使用 R 进行语言相关排序

Language dependent sorting with R

1) 如何正确排序?

任务是根据英文字母对缩写的美国州名进行排序。但我注意到,R 基于某种操作系统语言或区域设置对列表进行排序。例如,在我的语言(立陶宛语)中,甚至拉丁语(非立陶宛语)字母的顺序也不同于英语字母表中的顺序。仅比较两个字母表中非立陶宛字母的顺序:

"ABCDEFGHI Y JKLMNOPRSTUVZ"

sort(LETTERS)
 [1] "A" "B" "C" "D" "E" "F" "G" "H" "I" "Y" "J" "K" "L" "M" "N"
[16] "O" "P" "Q" "R" "S" "T" "U" "V" "W" "X" "Z"

对比

"ABCDEFGHIJKLMNOPQRSTUVWX Y Z"

LETTERS
 [1] "A" "B" "C" "D" "E" "F" "G" "H" "I" "J" "K" "L" "M" "N" "O"
[16] "P" "Q" "R" "S" "T" "U" "V" "W" "X" "Y" "Z"

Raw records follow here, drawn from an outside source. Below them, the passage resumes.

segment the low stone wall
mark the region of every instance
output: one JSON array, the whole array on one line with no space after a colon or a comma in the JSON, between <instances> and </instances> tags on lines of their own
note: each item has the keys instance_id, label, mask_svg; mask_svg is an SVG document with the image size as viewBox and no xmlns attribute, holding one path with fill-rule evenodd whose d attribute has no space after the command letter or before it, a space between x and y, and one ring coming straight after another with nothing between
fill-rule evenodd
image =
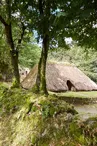
<instances>
[{"instance_id":1,"label":"low stone wall","mask_svg":"<svg viewBox=\"0 0 97 146\"><path fill-rule=\"evenodd\" d=\"M58 98L71 103L71 104L97 104L97 98L80 98L80 97L63 97L63 96L58 96Z\"/></svg>"}]
</instances>

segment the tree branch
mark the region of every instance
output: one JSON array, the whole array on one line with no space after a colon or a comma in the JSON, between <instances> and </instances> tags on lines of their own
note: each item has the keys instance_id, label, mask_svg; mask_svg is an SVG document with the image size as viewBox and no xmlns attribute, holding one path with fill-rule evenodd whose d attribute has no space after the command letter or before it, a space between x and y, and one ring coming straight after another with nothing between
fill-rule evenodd
<instances>
[{"instance_id":1,"label":"tree branch","mask_svg":"<svg viewBox=\"0 0 97 146\"><path fill-rule=\"evenodd\" d=\"M0 21L4 26L7 25L6 21L3 19L3 17L1 15L0 15Z\"/></svg>"}]
</instances>

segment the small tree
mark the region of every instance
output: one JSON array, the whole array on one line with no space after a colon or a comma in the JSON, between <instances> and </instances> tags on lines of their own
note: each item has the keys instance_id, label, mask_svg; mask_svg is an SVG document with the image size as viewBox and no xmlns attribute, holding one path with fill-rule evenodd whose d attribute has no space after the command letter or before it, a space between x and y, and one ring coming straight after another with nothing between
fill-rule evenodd
<instances>
[{"instance_id":1,"label":"small tree","mask_svg":"<svg viewBox=\"0 0 97 146\"><path fill-rule=\"evenodd\" d=\"M23 40L25 26L21 19L20 12L15 10L15 1L2 0L0 3L0 21L4 26L7 44L9 46L13 73L16 81L16 86L20 86L20 77L18 69L18 52L19 46ZM18 19L18 15L20 16ZM17 25L16 25L17 24ZM14 40L14 28L17 28L19 35ZM17 34L18 34L17 33Z\"/></svg>"}]
</instances>

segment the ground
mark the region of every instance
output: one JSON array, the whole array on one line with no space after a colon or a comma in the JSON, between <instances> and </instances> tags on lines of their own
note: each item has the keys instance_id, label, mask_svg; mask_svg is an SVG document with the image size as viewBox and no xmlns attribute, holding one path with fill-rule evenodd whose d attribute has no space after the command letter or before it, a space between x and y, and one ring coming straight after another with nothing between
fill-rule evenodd
<instances>
[{"instance_id":1,"label":"ground","mask_svg":"<svg viewBox=\"0 0 97 146\"><path fill-rule=\"evenodd\" d=\"M96 146L96 127L55 95L0 85L0 146Z\"/></svg>"}]
</instances>

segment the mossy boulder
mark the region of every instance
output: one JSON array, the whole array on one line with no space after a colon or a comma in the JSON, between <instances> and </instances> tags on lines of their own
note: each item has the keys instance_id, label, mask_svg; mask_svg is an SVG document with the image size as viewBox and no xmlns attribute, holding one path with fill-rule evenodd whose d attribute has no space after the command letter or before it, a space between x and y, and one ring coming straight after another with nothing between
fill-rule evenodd
<instances>
[{"instance_id":1,"label":"mossy boulder","mask_svg":"<svg viewBox=\"0 0 97 146\"><path fill-rule=\"evenodd\" d=\"M22 89L0 91L0 146L88 146L83 122L64 100Z\"/></svg>"}]
</instances>

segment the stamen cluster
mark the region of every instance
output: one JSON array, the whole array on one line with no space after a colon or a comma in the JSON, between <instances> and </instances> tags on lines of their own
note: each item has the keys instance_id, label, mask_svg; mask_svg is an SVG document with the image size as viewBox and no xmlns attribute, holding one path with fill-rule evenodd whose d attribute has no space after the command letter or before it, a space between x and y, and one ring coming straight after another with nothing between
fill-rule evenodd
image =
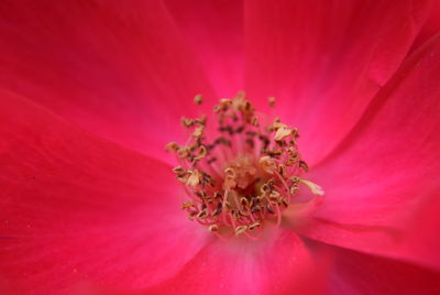
<instances>
[{"instance_id":1,"label":"stamen cluster","mask_svg":"<svg viewBox=\"0 0 440 295\"><path fill-rule=\"evenodd\" d=\"M195 102L200 105L201 96ZM268 102L274 107L275 99ZM213 112L217 130L207 132L206 116L183 118L191 135L183 145L166 146L180 163L173 171L189 197L182 207L190 220L219 237L243 233L255 239L266 220L280 223L300 183L322 194L318 185L299 177L308 166L298 153L296 128L278 118L263 127L244 92L221 99Z\"/></svg>"}]
</instances>

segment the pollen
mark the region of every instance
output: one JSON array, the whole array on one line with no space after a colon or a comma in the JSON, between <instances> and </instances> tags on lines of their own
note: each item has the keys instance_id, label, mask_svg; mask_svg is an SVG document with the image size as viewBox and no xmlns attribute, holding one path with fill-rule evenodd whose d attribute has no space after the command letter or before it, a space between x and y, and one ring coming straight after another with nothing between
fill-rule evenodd
<instances>
[{"instance_id":1,"label":"pollen","mask_svg":"<svg viewBox=\"0 0 440 295\"><path fill-rule=\"evenodd\" d=\"M201 105L202 96L194 102ZM275 107L275 98L268 105ZM209 127L207 116L183 118L188 140L166 145L179 162L173 172L188 197L182 209L219 238L257 239L268 222L279 226L300 185L324 194L301 176L309 167L298 151L298 130L279 118L263 124L262 117L240 91L215 106Z\"/></svg>"}]
</instances>

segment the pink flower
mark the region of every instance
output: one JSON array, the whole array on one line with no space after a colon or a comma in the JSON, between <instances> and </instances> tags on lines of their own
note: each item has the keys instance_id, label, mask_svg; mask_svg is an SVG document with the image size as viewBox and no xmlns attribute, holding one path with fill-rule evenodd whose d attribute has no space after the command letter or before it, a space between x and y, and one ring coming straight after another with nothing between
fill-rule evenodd
<instances>
[{"instance_id":1,"label":"pink flower","mask_svg":"<svg viewBox=\"0 0 440 295\"><path fill-rule=\"evenodd\" d=\"M435 294L437 11L3 0L0 293ZM164 145L185 141L182 116L242 89L298 128L326 195L256 241L222 241L180 209Z\"/></svg>"}]
</instances>

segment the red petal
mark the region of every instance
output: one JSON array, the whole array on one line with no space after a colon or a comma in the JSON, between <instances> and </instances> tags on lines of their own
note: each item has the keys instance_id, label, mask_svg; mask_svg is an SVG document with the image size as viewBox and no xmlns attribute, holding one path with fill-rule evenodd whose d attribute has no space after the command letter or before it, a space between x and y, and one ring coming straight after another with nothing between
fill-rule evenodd
<instances>
[{"instance_id":1,"label":"red petal","mask_svg":"<svg viewBox=\"0 0 440 295\"><path fill-rule=\"evenodd\" d=\"M0 97L0 293L144 287L205 244L167 165Z\"/></svg>"},{"instance_id":2,"label":"red petal","mask_svg":"<svg viewBox=\"0 0 440 295\"><path fill-rule=\"evenodd\" d=\"M160 1L2 1L0 87L128 148L163 156L210 97Z\"/></svg>"},{"instance_id":3,"label":"red petal","mask_svg":"<svg viewBox=\"0 0 440 295\"><path fill-rule=\"evenodd\" d=\"M326 294L437 294L440 273L407 262L333 248Z\"/></svg>"},{"instance_id":4,"label":"red petal","mask_svg":"<svg viewBox=\"0 0 440 295\"><path fill-rule=\"evenodd\" d=\"M426 1L246 2L246 87L277 98L314 164L351 130L389 79L426 14Z\"/></svg>"},{"instance_id":5,"label":"red petal","mask_svg":"<svg viewBox=\"0 0 440 295\"><path fill-rule=\"evenodd\" d=\"M219 97L244 89L243 1L166 0Z\"/></svg>"},{"instance_id":6,"label":"red petal","mask_svg":"<svg viewBox=\"0 0 440 295\"><path fill-rule=\"evenodd\" d=\"M290 230L262 241L216 241L147 294L321 294L323 269Z\"/></svg>"},{"instance_id":7,"label":"red petal","mask_svg":"<svg viewBox=\"0 0 440 295\"><path fill-rule=\"evenodd\" d=\"M405 63L351 134L314 171L326 199L309 237L409 258L396 247L417 206L438 194L440 183L438 77L440 37Z\"/></svg>"}]
</instances>

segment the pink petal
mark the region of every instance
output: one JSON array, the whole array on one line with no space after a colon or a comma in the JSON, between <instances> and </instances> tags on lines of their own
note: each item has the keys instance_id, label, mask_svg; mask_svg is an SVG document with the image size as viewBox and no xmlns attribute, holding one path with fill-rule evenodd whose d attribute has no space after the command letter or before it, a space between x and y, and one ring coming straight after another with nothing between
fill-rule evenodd
<instances>
[{"instance_id":1,"label":"pink petal","mask_svg":"<svg viewBox=\"0 0 440 295\"><path fill-rule=\"evenodd\" d=\"M408 262L333 248L324 294L438 294L440 273Z\"/></svg>"},{"instance_id":2,"label":"pink petal","mask_svg":"<svg viewBox=\"0 0 440 295\"><path fill-rule=\"evenodd\" d=\"M244 89L243 1L166 0L219 97Z\"/></svg>"},{"instance_id":3,"label":"pink petal","mask_svg":"<svg viewBox=\"0 0 440 295\"><path fill-rule=\"evenodd\" d=\"M277 98L315 164L352 129L413 44L427 1L248 1L246 88Z\"/></svg>"},{"instance_id":4,"label":"pink petal","mask_svg":"<svg viewBox=\"0 0 440 295\"><path fill-rule=\"evenodd\" d=\"M0 87L127 148L163 156L212 91L160 1L2 1ZM209 105L209 103L208 103Z\"/></svg>"},{"instance_id":5,"label":"pink petal","mask_svg":"<svg viewBox=\"0 0 440 295\"><path fill-rule=\"evenodd\" d=\"M440 1L432 1L431 8L429 9L429 17L414 42L411 51L418 50L438 33L440 33Z\"/></svg>"},{"instance_id":6,"label":"pink petal","mask_svg":"<svg viewBox=\"0 0 440 295\"><path fill-rule=\"evenodd\" d=\"M351 134L315 168L310 178L326 190L326 199L306 234L366 252L425 260L422 253L408 255L397 247L418 206L438 196L438 77L440 37L404 64ZM438 207L433 210L439 212Z\"/></svg>"},{"instance_id":7,"label":"pink petal","mask_svg":"<svg viewBox=\"0 0 440 295\"><path fill-rule=\"evenodd\" d=\"M216 241L175 277L147 294L320 294L323 269L316 267L290 230L262 241Z\"/></svg>"},{"instance_id":8,"label":"pink petal","mask_svg":"<svg viewBox=\"0 0 440 295\"><path fill-rule=\"evenodd\" d=\"M440 184L432 187L431 197L427 198L415 214L408 226L405 241L402 242L399 249L406 256L415 256L431 267L440 265L440 198L438 192L440 192Z\"/></svg>"},{"instance_id":9,"label":"pink petal","mask_svg":"<svg viewBox=\"0 0 440 295\"><path fill-rule=\"evenodd\" d=\"M168 165L0 97L0 293L145 287L205 244Z\"/></svg>"}]
</instances>

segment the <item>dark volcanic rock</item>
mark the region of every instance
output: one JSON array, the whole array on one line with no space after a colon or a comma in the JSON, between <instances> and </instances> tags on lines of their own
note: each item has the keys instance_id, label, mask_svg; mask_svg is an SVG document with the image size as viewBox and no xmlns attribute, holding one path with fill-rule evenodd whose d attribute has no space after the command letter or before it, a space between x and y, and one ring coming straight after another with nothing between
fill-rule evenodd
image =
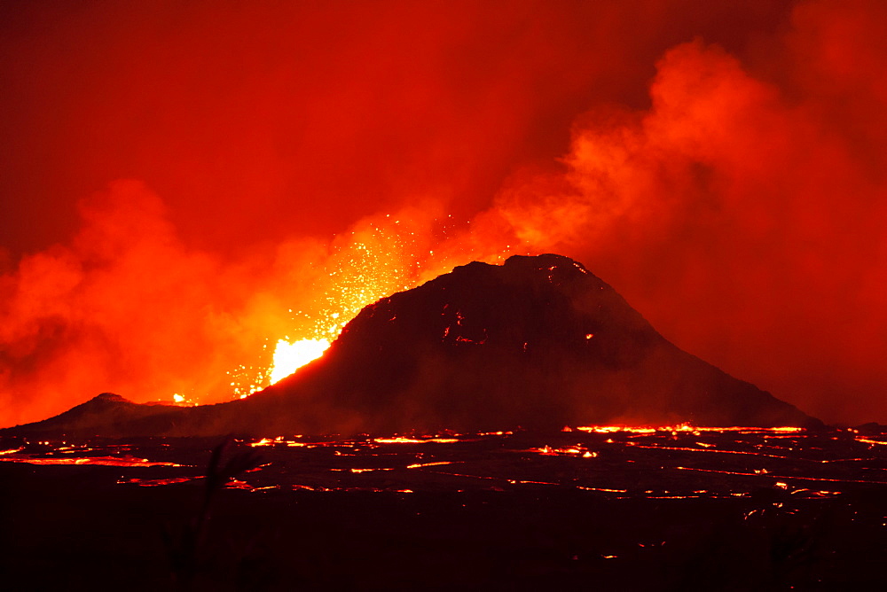
<instances>
[{"instance_id":1,"label":"dark volcanic rock","mask_svg":"<svg viewBox=\"0 0 887 592\"><path fill-rule=\"evenodd\" d=\"M469 263L381 299L323 358L277 385L143 415L130 428L268 435L685 421L820 425L681 351L581 264L546 254Z\"/></svg>"}]
</instances>

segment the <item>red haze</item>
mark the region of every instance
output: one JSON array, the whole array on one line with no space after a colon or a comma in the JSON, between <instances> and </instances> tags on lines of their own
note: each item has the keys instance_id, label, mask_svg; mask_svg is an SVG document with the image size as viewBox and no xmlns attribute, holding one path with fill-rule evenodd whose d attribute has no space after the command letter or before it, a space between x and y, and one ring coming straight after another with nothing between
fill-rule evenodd
<instances>
[{"instance_id":1,"label":"red haze","mask_svg":"<svg viewBox=\"0 0 887 592\"><path fill-rule=\"evenodd\" d=\"M224 400L342 291L544 251L887 421L885 9L700 4L0 4L0 423Z\"/></svg>"}]
</instances>

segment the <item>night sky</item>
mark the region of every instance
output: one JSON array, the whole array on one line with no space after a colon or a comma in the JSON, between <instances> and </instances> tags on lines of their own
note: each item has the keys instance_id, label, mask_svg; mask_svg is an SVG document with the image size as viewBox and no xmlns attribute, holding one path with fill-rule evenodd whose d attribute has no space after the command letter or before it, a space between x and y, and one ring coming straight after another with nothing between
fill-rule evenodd
<instances>
[{"instance_id":1,"label":"night sky","mask_svg":"<svg viewBox=\"0 0 887 592\"><path fill-rule=\"evenodd\" d=\"M3 0L0 424L228 400L279 339L549 252L887 423L885 30L877 0Z\"/></svg>"}]
</instances>

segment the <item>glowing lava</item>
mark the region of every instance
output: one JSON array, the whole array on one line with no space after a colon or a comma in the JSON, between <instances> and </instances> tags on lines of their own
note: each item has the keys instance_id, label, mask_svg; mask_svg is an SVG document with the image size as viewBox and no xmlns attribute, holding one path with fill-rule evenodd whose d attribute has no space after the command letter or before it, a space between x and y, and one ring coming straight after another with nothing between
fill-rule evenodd
<instances>
[{"instance_id":1,"label":"glowing lava","mask_svg":"<svg viewBox=\"0 0 887 592\"><path fill-rule=\"evenodd\" d=\"M328 339L302 339L290 343L285 339L278 341L274 350L274 362L271 368L269 380L274 384L281 378L302 368L309 362L317 360L330 347Z\"/></svg>"}]
</instances>

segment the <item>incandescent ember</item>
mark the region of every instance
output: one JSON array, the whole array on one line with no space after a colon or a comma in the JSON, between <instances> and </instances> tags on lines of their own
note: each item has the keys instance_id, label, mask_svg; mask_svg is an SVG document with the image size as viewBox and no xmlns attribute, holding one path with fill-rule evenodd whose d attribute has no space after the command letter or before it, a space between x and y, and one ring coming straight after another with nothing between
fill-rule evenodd
<instances>
[{"instance_id":1,"label":"incandescent ember","mask_svg":"<svg viewBox=\"0 0 887 592\"><path fill-rule=\"evenodd\" d=\"M609 285L555 254L475 261L382 298L321 358L243 401L150 411L117 402L113 421L83 409L15 431L264 437L821 425L680 350Z\"/></svg>"}]
</instances>

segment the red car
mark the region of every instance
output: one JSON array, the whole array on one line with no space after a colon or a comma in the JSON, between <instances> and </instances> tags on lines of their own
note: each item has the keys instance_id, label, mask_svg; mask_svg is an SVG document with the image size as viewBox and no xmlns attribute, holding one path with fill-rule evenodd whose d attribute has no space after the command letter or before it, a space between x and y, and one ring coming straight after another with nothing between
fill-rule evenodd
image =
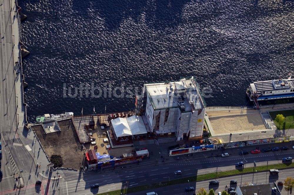
<instances>
[{"instance_id":1,"label":"red car","mask_svg":"<svg viewBox=\"0 0 294 195\"><path fill-rule=\"evenodd\" d=\"M251 151L251 154L258 154L260 153L260 150L254 150Z\"/></svg>"}]
</instances>

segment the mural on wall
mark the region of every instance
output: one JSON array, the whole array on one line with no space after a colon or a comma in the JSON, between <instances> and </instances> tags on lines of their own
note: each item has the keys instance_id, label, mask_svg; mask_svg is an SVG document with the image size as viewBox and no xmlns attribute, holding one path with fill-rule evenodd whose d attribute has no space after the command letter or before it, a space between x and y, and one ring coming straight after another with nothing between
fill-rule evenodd
<instances>
[{"instance_id":1,"label":"mural on wall","mask_svg":"<svg viewBox=\"0 0 294 195\"><path fill-rule=\"evenodd\" d=\"M271 138L267 139L257 139L255 140L250 140L247 141L247 145L253 145L258 144L260 143L268 143L270 142Z\"/></svg>"},{"instance_id":2,"label":"mural on wall","mask_svg":"<svg viewBox=\"0 0 294 195\"><path fill-rule=\"evenodd\" d=\"M231 148L237 147L242 147L245 146L245 141L237 141L235 142L226 143L223 144L223 146L225 148Z\"/></svg>"}]
</instances>

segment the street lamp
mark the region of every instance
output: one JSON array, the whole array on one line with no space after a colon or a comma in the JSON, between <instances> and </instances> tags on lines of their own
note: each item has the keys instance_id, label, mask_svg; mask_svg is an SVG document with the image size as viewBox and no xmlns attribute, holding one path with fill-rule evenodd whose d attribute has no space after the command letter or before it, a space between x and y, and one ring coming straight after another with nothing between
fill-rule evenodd
<instances>
[{"instance_id":1,"label":"street lamp","mask_svg":"<svg viewBox=\"0 0 294 195\"><path fill-rule=\"evenodd\" d=\"M257 185L257 170L255 170L255 172L256 173L256 185Z\"/></svg>"},{"instance_id":2,"label":"street lamp","mask_svg":"<svg viewBox=\"0 0 294 195\"><path fill-rule=\"evenodd\" d=\"M158 153L159 153L159 154L160 154L160 152L158 152ZM156 155L156 162L157 162L157 161L158 161L158 153Z\"/></svg>"}]
</instances>

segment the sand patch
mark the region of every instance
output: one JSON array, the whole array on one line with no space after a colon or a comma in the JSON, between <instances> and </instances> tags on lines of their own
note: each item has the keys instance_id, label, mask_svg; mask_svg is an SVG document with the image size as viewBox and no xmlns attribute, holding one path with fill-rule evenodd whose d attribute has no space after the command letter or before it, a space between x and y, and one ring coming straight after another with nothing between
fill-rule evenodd
<instances>
[{"instance_id":1,"label":"sand patch","mask_svg":"<svg viewBox=\"0 0 294 195\"><path fill-rule=\"evenodd\" d=\"M213 117L209 121L217 134L266 129L259 113Z\"/></svg>"}]
</instances>

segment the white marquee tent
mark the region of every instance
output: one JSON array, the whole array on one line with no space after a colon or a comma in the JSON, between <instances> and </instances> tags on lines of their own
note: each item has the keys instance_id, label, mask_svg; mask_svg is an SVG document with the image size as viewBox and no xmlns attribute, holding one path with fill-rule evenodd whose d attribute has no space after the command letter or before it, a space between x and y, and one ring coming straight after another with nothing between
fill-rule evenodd
<instances>
[{"instance_id":1,"label":"white marquee tent","mask_svg":"<svg viewBox=\"0 0 294 195\"><path fill-rule=\"evenodd\" d=\"M133 115L127 118L127 121L133 135L147 133L146 127L141 116Z\"/></svg>"},{"instance_id":2,"label":"white marquee tent","mask_svg":"<svg viewBox=\"0 0 294 195\"><path fill-rule=\"evenodd\" d=\"M132 135L126 119L119 117L111 121L111 124L117 137Z\"/></svg>"},{"instance_id":3,"label":"white marquee tent","mask_svg":"<svg viewBox=\"0 0 294 195\"><path fill-rule=\"evenodd\" d=\"M133 115L126 118L119 117L112 120L111 122L116 137L147 133L141 116Z\"/></svg>"}]
</instances>

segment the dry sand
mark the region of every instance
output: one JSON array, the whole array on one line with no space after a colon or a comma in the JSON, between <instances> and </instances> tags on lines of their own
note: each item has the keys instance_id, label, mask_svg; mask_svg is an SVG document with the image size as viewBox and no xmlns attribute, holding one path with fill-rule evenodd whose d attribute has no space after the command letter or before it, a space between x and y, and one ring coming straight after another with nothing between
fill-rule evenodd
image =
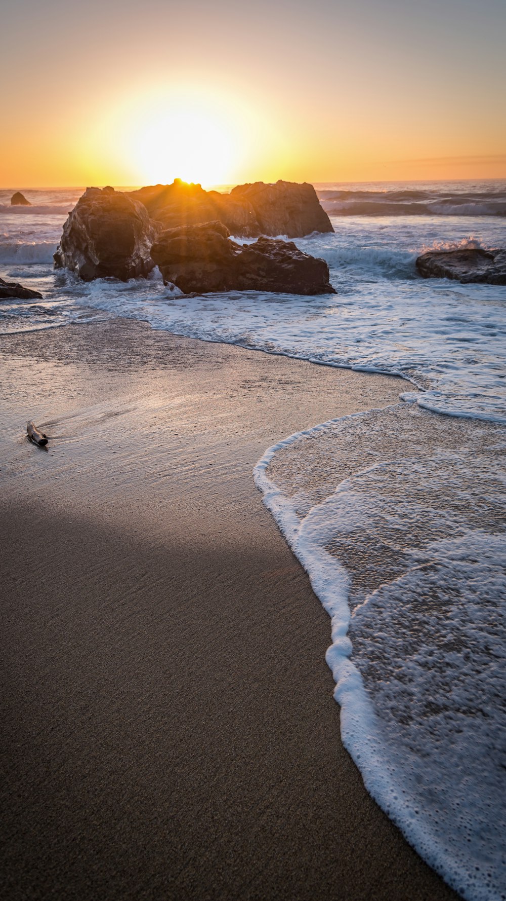
<instances>
[{"instance_id":1,"label":"dry sand","mask_svg":"<svg viewBox=\"0 0 506 901\"><path fill-rule=\"evenodd\" d=\"M0 349L1 896L455 898L341 745L329 619L251 477L403 383L125 320Z\"/></svg>"}]
</instances>

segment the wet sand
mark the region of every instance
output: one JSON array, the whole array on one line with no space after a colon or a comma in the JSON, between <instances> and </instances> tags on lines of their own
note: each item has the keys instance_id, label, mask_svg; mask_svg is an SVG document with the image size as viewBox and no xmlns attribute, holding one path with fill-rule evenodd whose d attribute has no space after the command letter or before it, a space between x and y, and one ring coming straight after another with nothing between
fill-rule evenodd
<instances>
[{"instance_id":1,"label":"wet sand","mask_svg":"<svg viewBox=\"0 0 506 901\"><path fill-rule=\"evenodd\" d=\"M456 897L341 745L251 476L404 383L126 320L0 339L0 374L2 897Z\"/></svg>"}]
</instances>

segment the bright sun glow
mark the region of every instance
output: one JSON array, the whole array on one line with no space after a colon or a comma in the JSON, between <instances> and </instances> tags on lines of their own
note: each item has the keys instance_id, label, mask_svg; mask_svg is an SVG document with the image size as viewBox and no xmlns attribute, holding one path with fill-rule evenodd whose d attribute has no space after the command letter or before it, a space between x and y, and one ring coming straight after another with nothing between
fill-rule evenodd
<instances>
[{"instance_id":1,"label":"bright sun glow","mask_svg":"<svg viewBox=\"0 0 506 901\"><path fill-rule=\"evenodd\" d=\"M239 130L231 115L191 100L150 110L130 139L142 184L165 184L175 177L203 185L223 183L237 165L239 145Z\"/></svg>"}]
</instances>

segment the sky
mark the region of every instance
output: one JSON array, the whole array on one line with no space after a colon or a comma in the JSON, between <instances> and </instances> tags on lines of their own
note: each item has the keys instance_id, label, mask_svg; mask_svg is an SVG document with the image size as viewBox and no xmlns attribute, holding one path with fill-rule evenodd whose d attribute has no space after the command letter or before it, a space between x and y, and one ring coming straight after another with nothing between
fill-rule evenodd
<instances>
[{"instance_id":1,"label":"sky","mask_svg":"<svg viewBox=\"0 0 506 901\"><path fill-rule=\"evenodd\" d=\"M0 187L506 177L504 0L6 0Z\"/></svg>"}]
</instances>

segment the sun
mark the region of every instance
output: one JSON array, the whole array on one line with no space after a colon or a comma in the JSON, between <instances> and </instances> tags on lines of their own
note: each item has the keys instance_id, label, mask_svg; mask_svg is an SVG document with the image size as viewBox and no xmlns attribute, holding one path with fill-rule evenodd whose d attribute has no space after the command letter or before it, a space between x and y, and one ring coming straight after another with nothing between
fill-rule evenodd
<instances>
[{"instance_id":1,"label":"sun","mask_svg":"<svg viewBox=\"0 0 506 901\"><path fill-rule=\"evenodd\" d=\"M230 180L239 144L232 116L182 99L137 122L129 153L142 184L178 177L209 186Z\"/></svg>"}]
</instances>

因此各州缩写的排序顺序也不同(注意最后的 2,它们应该是 "WV" 然后是 "WY"):

sort(state.abb)
 [1] "AK" "AL" "AR" "AZ" "CA" "CO" "CT" "DE" "FL" "GA" "HI" "IA"
[13] "ID" "IL" "IN" "KY" "KS" "LA" "MA" "MD" "ME" "MI" "MN" "MO"
[25] "MS" "MT" "NC" "ND" "NE" "NH" "NY" "NJ" "NM" "NV" "OH" "OK"
[37] "OR" "PA" "RI" "SC" "SD" "TN" "TX" "UT" "VA" "VT" "WA" "WI"
[49] "WY" "WV"

我试过了Sys.setlocale("LC_TIME","English_United States.1252")。它有助于在绘图、图表和数字中获取工作日的英文名称。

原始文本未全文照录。